Une servitude de droit privé assimilée à une occupation du domaine
Les juges du Palais-Royal, se prononçant ensuite sur la légalité du titre exécutoire, se plongent dans l’épineux contentieux du dévoiement des réseaux aux frais de l’occupant du domaine public. Sauf qu’en fait d’occupant du domaine public, la société Sarcelles Investissements était titulaire d’une servitude de droit privé. Le Conseil d’État a néanmoins estimé que le « titulaire d’une servitude de droit privé permettant l’implantation d’ouvrages sur le terrain d’une personne publique, maintenue après son incorporation dans le domaine public, doit être regardé comme titulaire d’une autorisation d’occupation du domaine à raison de ces ouvrages, quand bien même il n’acquitterait pas de redevance à ce titre. Par suite, il doit supporter les frais de déplacement des ouvrages implantés à raison de cette servitude, pour permettre l’exécution de travaux dans l’intérêt du domaine public et conformes à sa destination ». Rappelons en effet que le « bénéficiaire d’une autorisation d’occupation du domaine public, doit, quelle que soit sa qualité, supporter sans indemnité les frais de déplacement ou de modification des installations aménagées en vertu de cette autorisation lorsque ce déplacement est la conséquence de travaux entrepris dans l’intérêt du domaine public occupé et que ces travaux constituent une opération d’aménagement conforme à la destination de ce domaine » (CE 20 mars 2013, n° 352174, Syndicat mixte des transports en commun de l’agglomération grenobloise).

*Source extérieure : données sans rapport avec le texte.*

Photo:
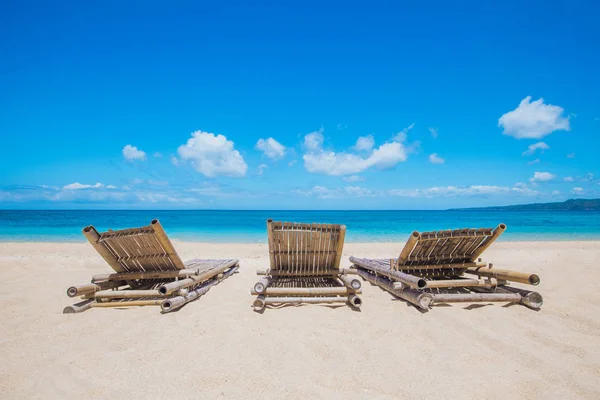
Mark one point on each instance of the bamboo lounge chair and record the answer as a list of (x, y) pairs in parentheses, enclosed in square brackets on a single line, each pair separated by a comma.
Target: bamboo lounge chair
[(431, 268), (147, 271), (305, 260)]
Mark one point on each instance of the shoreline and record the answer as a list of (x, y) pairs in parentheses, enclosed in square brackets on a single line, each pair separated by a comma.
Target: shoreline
[(380, 351)]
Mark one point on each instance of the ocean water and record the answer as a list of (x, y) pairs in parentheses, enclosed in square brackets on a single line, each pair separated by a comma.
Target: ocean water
[(249, 226)]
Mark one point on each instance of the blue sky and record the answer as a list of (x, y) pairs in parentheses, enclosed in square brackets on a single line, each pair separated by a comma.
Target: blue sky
[(407, 105)]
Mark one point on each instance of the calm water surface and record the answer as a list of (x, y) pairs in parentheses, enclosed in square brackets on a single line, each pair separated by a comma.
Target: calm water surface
[(249, 226)]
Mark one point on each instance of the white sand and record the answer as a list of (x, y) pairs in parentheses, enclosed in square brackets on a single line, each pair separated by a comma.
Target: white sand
[(217, 347)]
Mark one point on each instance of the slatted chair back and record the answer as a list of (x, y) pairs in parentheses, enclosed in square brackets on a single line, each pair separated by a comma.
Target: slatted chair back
[(137, 249), (446, 248), (297, 249)]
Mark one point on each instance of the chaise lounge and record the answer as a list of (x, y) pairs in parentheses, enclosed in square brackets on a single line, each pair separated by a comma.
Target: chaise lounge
[(431, 270), (304, 267), (147, 271)]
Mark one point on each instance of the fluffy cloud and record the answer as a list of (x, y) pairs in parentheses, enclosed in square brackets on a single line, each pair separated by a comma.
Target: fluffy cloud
[(534, 147), (357, 191), (364, 143), (403, 134), (577, 190), (132, 153), (261, 169), (533, 120), (474, 190), (77, 186), (320, 161), (322, 192), (319, 192), (435, 159), (271, 148), (314, 140), (353, 178), (542, 177), (212, 155)]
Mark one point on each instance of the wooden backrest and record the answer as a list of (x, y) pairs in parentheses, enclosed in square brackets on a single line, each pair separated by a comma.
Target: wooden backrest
[(299, 249), (446, 247), (137, 249)]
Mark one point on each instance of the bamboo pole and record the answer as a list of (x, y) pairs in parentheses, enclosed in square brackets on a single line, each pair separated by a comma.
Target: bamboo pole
[(169, 288), (476, 297), (533, 300), (262, 284), (271, 243), (305, 300), (78, 307), (92, 287), (442, 266), (93, 236), (182, 273), (419, 299), (185, 297), (410, 280), (350, 282), (259, 303), (521, 277), (134, 303), (166, 244), (491, 239), (349, 271), (124, 294), (318, 291), (340, 247), (354, 301), (274, 272), (408, 248), (448, 283)]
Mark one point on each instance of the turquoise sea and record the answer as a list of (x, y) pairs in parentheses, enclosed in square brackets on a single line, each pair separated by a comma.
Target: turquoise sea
[(249, 226)]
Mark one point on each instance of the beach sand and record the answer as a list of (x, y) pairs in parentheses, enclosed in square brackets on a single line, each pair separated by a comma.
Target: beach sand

La haute juridiction en a donc inféré que la CAA avait commis une erreur de droit en jugeant que les frais des travaux de dévoiement des réseaux de chauffage ne pouvaient être mis à la charge de la société Sarcelles Investissement, dès lors que la redevance d’occupation du domaine public ne lui était pas réclamée à elle mais à la société exploitant lesdits réseaux. L’arrêt a donc été annulé et l’affaire lui a été renvoyée.